Drug-caused deaths are based on individual-level death certificate data from the state Department of Health. We restrict analysis to drug poisonings (based on ICD-10 codes X40-X44, X60-X64, X85, and Y10-Y14 as the underlying cause of death) involving Washington residents who died in Washington. This common definition excludes cases where alcohol poisoning or alcoholism, carbon monoxide poisoning, etc., was coded as the underlying cause of death. Alcohol deaths are thus drug poisonings also involving alcohol. (The state's review and confirmation of potential opioid cases, conducted from 1999 through 2015, has been eliminated from defining opioid deaths.) Many drug deaths involve multiple drugs, and identifying the single drug out of many that resulted in death is impossible. Thus, these deaths are best described as drug poisonings involving the drug or category of drugs specified.

To smooth out the effects of small counties and to correspond to the Department of Health's management of some public health programming through grouping counties into Accountable Communities of Health, we present death rates by ACH as well as by county.

Identification of heroin (ICD code T40.1) as a contributing cause of death is difficult and has improved over time, due in part to the state Department of Health working with local coroners and medical examiners to improve testing and reporting. This paper describes some of the difficulties (see sidebar). Identification of fentanyl analogues in the early years of illicit fentanyl distribution may have been incomplete due to lack of familiarity with specific chemicals as well as changes in laboratory testing and reporting procedures.

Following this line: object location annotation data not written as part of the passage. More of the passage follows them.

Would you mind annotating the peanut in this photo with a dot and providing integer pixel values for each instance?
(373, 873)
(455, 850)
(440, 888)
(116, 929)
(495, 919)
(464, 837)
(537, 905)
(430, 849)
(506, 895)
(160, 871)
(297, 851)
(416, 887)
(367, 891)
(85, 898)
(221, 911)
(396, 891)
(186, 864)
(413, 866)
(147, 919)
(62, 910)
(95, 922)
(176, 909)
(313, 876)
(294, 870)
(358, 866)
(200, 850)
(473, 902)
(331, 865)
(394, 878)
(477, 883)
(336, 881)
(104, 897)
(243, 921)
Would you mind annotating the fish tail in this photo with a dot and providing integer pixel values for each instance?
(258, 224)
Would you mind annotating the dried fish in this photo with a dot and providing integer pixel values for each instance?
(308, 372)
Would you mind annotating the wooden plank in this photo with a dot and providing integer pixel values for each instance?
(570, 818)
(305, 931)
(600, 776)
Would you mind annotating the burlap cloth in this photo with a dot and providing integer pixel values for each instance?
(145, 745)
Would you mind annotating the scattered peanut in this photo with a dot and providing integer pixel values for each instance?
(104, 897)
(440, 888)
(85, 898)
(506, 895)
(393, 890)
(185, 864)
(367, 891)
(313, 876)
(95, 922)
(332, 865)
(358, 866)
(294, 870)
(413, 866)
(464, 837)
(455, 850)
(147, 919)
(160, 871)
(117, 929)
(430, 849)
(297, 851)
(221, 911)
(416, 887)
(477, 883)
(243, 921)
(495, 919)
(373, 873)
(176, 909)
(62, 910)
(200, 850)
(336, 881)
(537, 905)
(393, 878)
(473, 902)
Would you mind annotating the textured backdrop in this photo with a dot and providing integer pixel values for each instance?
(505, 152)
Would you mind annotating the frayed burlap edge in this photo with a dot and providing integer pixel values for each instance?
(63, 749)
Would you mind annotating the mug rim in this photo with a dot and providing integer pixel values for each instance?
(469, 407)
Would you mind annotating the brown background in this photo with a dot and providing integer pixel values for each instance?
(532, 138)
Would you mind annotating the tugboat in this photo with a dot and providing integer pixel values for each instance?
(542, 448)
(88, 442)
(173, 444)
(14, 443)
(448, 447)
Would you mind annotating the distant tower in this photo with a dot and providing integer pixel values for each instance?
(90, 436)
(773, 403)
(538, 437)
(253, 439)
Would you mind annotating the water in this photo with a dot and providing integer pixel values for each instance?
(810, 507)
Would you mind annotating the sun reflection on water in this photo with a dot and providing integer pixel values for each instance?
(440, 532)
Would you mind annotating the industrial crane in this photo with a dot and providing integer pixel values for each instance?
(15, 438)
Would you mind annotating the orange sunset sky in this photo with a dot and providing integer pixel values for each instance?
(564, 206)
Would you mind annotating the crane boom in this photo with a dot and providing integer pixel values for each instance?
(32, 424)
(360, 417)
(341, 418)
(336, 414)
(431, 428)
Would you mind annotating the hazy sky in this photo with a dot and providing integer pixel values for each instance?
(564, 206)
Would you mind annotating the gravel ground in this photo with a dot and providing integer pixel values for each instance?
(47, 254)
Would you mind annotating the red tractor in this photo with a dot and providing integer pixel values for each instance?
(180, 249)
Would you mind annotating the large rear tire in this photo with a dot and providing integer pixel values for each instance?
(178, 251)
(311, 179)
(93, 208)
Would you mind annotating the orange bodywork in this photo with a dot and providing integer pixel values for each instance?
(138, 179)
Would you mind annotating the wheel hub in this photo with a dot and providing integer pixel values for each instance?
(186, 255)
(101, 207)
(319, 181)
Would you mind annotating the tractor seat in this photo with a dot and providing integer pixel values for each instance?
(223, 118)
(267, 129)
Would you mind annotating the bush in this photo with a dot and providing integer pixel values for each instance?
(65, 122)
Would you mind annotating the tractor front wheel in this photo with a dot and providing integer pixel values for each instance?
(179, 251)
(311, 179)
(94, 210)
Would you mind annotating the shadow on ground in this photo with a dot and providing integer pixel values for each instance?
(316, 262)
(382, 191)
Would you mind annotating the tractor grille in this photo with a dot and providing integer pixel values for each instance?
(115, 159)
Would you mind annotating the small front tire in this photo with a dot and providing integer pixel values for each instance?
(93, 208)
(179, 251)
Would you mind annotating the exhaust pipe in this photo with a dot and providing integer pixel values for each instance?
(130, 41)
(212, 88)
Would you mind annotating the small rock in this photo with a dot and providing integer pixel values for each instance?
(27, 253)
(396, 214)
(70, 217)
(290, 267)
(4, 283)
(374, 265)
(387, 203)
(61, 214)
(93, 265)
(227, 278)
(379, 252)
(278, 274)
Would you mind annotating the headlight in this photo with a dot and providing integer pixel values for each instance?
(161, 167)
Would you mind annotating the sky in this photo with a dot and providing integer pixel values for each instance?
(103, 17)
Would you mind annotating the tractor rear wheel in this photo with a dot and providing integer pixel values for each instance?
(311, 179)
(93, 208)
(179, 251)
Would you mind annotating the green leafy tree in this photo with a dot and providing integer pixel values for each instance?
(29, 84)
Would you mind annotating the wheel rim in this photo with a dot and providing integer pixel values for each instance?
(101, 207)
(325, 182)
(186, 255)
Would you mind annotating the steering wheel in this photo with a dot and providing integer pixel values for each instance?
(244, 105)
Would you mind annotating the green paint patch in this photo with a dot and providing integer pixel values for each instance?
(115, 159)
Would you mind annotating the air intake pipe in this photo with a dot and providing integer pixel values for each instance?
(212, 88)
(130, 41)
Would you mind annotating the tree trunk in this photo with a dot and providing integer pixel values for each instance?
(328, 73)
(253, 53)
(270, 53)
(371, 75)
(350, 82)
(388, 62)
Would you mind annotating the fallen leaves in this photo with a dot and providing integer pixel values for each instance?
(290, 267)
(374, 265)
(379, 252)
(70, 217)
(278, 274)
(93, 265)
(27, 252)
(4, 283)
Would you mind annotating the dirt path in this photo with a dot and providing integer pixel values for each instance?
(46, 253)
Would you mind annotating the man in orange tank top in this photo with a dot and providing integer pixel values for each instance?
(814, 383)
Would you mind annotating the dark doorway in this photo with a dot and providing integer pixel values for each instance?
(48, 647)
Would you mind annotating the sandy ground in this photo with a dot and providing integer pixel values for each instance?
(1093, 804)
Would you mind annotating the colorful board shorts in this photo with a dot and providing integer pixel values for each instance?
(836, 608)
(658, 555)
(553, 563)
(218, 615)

Following the lead of the CDC, among opioids we focus on deaths specifically involving heroin (T40.1), methadone (T40.3), other commonly-prescribed natural and semisynthetic opioids (oxycodone, codeine, morphine, etc.; T40.2), and other synthetic opioids (T40.4), most prominent among them being fentanyl and fentanyl analogues. There is no ready way to identify fentanyl deaths other than using this ICD code, which may catch deaths involving other synthetics such as pethidine and tramadol. The increase in recent years of the number of deaths involving this code, however, indicates that most of them involve one of the fentanyls. In our data in 2016--2018, a random sample of 100 drug poisonings with this code found that 79 indeed involved a fentanyl. The remaining cases included 12 deaths involving tramadol, 5 involving buprenorphine, 1 each with meperidine and U-47700 (a novel synthetic opioid often lumped together with the fentanyls), and 2 were improperly coded and did not belong in this category. A similar sample of 2022 deaths found 98 of 100 had one or more fentanyls listed.

Identification of methamphetamine deaths is based on searching written information saved in the electronic death certificates for relevant words containing "meth" and/or "thamphet", including innumerable misspellings of methamphetamine. This written information ("literals") is available back to 2003. All other drug categories are based on coding of contributing causes of death to specific ICD T-codes.

Crime lab cases are the results of the Washington State Patrol’s Forensic Laboratory Services Bureau chemistry testing of samples submitted by law enforcement. While the data provide important insights into the supply of drugs, in part due to the use of precise chemical testing which indicates exactly which substance is present, they also have numerous important limitations, which we describe elsewhere. As with toxicology testing in deaths, identification of novel synthetic opioids may have lagged behind availability of such substances. See our new and emerging drugs in crime lab evidence page for an explanation of why crime lab cases dropped in 2021.

Legal drug distribution: See our ARCOS page for information about the DEA's counting of opioids legally distributed to hospitals and pharmacies and conversion to daily doses.